Veiga deseja voltar ao Benfica, critica Vieira e lamenta “péssima” a época

9 juin 2009 por admin · Deixar um comentário 

O antigo director-geral da SAD do Benfica José Veiga expressou o desejo de voltar ao clube e classificou o terceiro lugar na Liga portuguesa de futebol de “inimaginável” e “inadmissível”, responsabilizando directamente o presidente, Luís Filipe Vieira.
José Veiga, que declarou não ser “candidato a nada” e que não “tem dúvidas” do regresso ao clube, fez um “balanço péssimo” da temporada do Benfica e revelou preocupação pela “tranquilidade” dos responsáveis do emblema da Luz, salientando a necessidade de “as coisas serem ponderadas” no final da época.
“É inadmissível que o Benfica esteja constantemente a lutar pelo segundo e terceiro lugares. É importante que as pessoas acordem, que os sócios acordem porque a história do Benfica não é compatível com esta péssima classificação que se tem arrastado ao longo dos anos”, disse
Sublinhando que “está muito atento e preocupado com a campanha que o Benfica tem feito nos últimos anos”, José Veiga criticou o facto de se “discutir problemas que não são os de fundo” e observou que devem ser pedidas responsabilidades, dirigindo-se directamente a Luís Filipe Vieira.
“Continuo a ler jornais e a ver programas de televisão onde se discute o problema do treinador e dos jogadores, sabendo-se que esse não é o problema. É um problema de fundo, de estrutura, de liderança, de organização e de presidente e esse é o problema que devia ser discutido agora”, acrescentou.
Veiga argumentou que “terão de ser analisados os resultados e exigidas responsabilidades a quem de direito”, reiterando que, “ao contrário do que muita gente pensa, o problema não é de Quique Flores e dos jogadores, mas de quem lidera”.
O ex-empresário, director-geral do Benfica no último ano em que o clube se sagrou campeão nacional, em 2004, assinalou que existem “muitas e muitas coisas” para explicar aos sócios, exemplificando com “o orçamento” e “os 60 milhões que foram contratados nos últimos dois anos”, além de a “massa salarial deste ano”, a “mais elevada de toda a história do Benfica”.
Depois de ter criticado o facto de Quique Flores ter sido “desapoiado” e “abandonado”, José Veiga referiu-se ao treinador espanhol como “mais uma vítima” e aludiu ainda a Rui Costa, director desportivo, quando instado a responder por alegadamente estar à margem das negociações com o técnico Jorge Jesus, supostamente conduzidas por Luís Filipe Vieira.
“Esse filme é ‘dejá vu’. A mim não me surpreende.

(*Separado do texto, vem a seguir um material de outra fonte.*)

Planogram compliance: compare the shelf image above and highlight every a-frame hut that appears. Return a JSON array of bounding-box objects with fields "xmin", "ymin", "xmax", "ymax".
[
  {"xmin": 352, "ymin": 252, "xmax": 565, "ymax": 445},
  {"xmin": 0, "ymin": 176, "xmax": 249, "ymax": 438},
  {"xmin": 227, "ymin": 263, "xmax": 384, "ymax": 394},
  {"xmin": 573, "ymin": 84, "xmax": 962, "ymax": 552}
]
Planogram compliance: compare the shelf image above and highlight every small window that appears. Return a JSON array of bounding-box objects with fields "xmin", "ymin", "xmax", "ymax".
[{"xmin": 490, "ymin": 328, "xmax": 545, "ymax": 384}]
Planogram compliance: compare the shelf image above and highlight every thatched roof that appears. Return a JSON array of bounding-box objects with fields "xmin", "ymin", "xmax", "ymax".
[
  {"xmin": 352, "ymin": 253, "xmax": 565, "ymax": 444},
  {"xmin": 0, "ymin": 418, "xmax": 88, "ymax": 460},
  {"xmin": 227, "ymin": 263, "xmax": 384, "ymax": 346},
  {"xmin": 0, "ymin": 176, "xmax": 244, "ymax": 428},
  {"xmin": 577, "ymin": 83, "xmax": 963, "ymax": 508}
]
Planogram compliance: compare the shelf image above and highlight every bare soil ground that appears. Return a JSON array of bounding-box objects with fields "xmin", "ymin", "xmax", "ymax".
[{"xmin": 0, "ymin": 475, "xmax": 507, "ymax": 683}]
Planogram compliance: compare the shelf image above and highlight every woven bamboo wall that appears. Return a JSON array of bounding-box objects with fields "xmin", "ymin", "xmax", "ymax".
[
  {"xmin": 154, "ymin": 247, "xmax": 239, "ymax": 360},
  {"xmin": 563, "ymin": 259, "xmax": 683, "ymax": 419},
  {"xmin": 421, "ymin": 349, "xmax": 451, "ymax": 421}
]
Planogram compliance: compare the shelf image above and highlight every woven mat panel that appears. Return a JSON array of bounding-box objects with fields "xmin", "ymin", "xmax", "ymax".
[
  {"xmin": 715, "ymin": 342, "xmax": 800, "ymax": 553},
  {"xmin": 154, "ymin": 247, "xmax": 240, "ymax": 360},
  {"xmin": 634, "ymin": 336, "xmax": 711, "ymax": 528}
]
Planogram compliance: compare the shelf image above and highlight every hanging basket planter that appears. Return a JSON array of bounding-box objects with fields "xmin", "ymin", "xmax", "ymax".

Cada pessoa tem a sua forma de estar no desporto e na vida. Rui Costa terá a dele, mas é um benfiquista como muitos”, acrescentou, não admitindo que é expectável face às críticas a Luís Filipe Vieira a avançar como candidato.
O ex-agente FIFA disse que quer apenas “ver o Benfica campeão” e afirmou que já foi “procurado por muita gente”, salientando que existe “muita gente descontente” no Benfica e desejando que “haja um grupo de pessoas que estejam disponíveis para encontrar uma alternativa”.
“A única coisa em que estou disponível é ajudar o Benfica, mas não aceito de forma alguma estes resultados. Não posso aceitar de maneira nenhuma que o Benfica se contente ou fique satisfeito pelo terceiro lugar”, concluiu.